If the garbage was the icing on the cake, a rusted out car wreck was the cherry on top. Alissa and I observed with some interest that an informal trail had been formed leading to the car - it is obviously a major landmark of this walk!



After the car wreck, the trail leads back to the Channel 10 Tower.



The track runs alongside the same stretch of fence encountered earlier and leads back to the point where we first saw the Channel 10 Tower in all its glory. From this point, we saw markers that were cleverly designed to only be seen from this direction pointing us to to turn left rather than return back to our car. 

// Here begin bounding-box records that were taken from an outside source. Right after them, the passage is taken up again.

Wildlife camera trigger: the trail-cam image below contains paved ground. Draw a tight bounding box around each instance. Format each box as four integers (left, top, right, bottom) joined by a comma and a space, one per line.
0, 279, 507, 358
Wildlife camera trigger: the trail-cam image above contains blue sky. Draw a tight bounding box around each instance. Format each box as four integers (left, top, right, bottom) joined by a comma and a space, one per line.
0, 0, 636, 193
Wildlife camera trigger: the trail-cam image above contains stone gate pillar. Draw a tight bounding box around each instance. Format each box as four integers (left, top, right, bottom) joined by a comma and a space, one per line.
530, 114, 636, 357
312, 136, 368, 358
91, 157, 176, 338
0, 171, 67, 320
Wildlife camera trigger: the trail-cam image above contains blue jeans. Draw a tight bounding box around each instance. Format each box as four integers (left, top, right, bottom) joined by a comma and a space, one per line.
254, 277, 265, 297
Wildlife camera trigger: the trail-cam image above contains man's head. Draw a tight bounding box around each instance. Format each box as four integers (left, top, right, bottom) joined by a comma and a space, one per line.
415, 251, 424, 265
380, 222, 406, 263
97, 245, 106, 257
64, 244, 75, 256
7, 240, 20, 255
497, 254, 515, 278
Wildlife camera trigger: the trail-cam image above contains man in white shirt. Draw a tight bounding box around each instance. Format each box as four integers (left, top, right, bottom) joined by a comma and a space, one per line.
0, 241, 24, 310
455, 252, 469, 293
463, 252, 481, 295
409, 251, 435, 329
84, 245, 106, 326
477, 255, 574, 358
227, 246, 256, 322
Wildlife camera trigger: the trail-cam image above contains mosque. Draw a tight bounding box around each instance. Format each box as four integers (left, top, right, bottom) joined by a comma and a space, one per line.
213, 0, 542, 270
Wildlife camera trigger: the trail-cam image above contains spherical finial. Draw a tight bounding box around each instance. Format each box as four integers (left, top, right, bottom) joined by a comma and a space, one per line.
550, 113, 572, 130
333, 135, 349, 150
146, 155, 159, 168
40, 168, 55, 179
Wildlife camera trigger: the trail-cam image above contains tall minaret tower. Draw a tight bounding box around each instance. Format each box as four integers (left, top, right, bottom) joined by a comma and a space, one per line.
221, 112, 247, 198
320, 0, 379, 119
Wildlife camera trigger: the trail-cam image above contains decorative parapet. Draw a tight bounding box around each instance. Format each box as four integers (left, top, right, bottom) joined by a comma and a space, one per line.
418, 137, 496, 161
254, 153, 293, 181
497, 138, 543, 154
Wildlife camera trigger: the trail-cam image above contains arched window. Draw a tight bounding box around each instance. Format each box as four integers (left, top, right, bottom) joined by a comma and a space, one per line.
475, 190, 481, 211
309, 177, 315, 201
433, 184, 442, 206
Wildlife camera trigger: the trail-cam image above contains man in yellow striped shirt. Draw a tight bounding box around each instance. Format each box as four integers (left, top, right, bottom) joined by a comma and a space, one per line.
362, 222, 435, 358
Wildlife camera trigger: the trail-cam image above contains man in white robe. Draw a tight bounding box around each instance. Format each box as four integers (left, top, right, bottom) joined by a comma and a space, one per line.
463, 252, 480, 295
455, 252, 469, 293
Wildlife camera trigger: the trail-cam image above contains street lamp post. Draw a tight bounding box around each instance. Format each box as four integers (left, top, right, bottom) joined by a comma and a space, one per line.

Turning left lead us into Korung National Park, signposted by the appearance of another rusted out car wreck left in the middle of the track. Although some stretches of Korung National Park seen along the Mason & Bird Walk Trail are quite beautiful, this was definitely not one of the best sections of the park - compared to John Forrest National Park (or even Kalamunda National Park for that matter), it is almost laughable that this is area is worthy of the term 'national park' when there are many other more beautiful parts of the state that are not designated as such. 



The last major feature is a section of trail that circumnavigates an old clay pit. These are similar to the clay pits seen along the Mason & Bird Trail, however I was surprised to see it filled with water this early in the hiking season, given that the clay pits along the Mason & Bird Trail are rarely a pool until later in the year. 



From there, it was an easy amble back to our car and the end of the walk. Alissa and I were not rushing at all given that I was taking photos, yet we were able to complete the 5 kilometres in about 40 minutes, giving us an average pace of 7.5 kilometres/hour (though I question the accuracy of the 5 kilometre length).

What to make of this walk? I had very low expectations going into this walk, and while not disappointing it was about on par with what I expected from it. It definitely the least impressive walk I've written up to date, with its primary distinguishing features being a broadcasting tower and evidence of the littering tendencies of bogans who don't seem to care very much for keeping Australia beautiful. While I think it is commendable that the Shire of Kalamunda offers so many walk trails for the people of Perth, I don't think this is one that people would miss very much if it were to go the way of the Kattomordo Heritage Trail.